AANN 25/01/2024

Simultaneous quantile regression

In this example we will use the simultaneous quantile regression (SQR) as proposed by Tagasovska and Lopez-Paz (2019) to compute the quantiles of a prediction. SQR provides a way to get a prediction with a quantification of the uncertainty in that prediction. If you want to get technical, this is an instance of aleatoric uncertainty (i.e. the uncertainty intrinsic to a known stochastic process), as opposed to epistemic uncertainty (i.e. the uncertainty that derives from possible model misspecification.) Since I am mainly interested in the aleatoric uncertainty, I will ignore the orthonormal certificates that Tagasovska and Lopez-Paz proposed as a way to manage the epistemic uncertainty.

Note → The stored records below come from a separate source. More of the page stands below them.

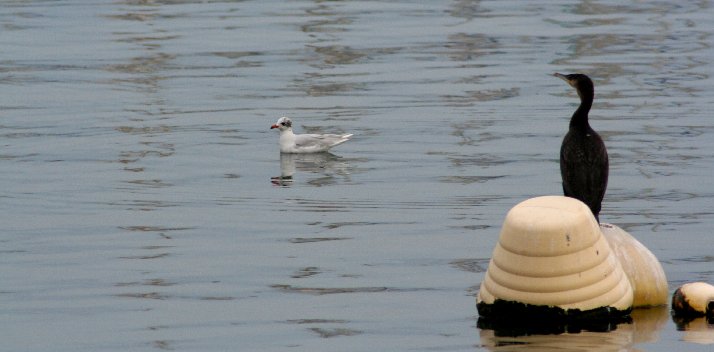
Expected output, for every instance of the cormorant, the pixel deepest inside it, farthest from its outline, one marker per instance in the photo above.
(583, 156)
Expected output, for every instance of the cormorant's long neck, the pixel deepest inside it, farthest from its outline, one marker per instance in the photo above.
(580, 116)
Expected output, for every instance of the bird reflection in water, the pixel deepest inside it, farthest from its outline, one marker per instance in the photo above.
(326, 165)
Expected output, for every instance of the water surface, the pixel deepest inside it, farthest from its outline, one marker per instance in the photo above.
(140, 209)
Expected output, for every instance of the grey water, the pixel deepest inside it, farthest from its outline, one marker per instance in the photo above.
(144, 204)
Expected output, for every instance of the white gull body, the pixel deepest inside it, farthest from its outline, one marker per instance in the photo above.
(305, 143)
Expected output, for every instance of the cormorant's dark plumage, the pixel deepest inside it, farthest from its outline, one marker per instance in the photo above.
(583, 156)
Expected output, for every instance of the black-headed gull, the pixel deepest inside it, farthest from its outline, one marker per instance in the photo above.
(305, 143)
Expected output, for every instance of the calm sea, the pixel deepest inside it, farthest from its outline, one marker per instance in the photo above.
(138, 209)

We will use SQR to estimate the quantiles of a distribution. Since the use of SQR is primarily about the loss function used in the optimisation, (not the network architecture itself), we will just use a simple feed-forward network to generate the estimates. We will also use simulated data so we have a known "truth" to compare to.

Data generating process

The input to our neural network is a datum, \(x_i=(x_i^1,\ldots,x_i^m)\), where

\[ x_i^j\sim\text{Normal}(\mu_i,1) \]

for \(j=1,\ldots,m\). Our goal is to use a set of observations, \(x_i\) to predict \(y_i=\mu_i\) where we assume a prior distribution \(\mu_i\sim\text{Normal}(0,10)\). This model is simple enough that we can calculate the quantiles analytically.

Loading packages

PyTorch has some nice random number generation functionality and this saves us needing to put the values into tensors later. We set the seed to keep things reproducible.

import time
import sys
import os
from pathlib import Path

import torch
import torch.nn as nn
import torch.optim as optim
from torch.distributions import normal, uniform
import pandas as pd
import plotnine as p9
from plotnine import *

current_directory = Path(os.getcwd())
sys.path.append(str(current_directory.parent))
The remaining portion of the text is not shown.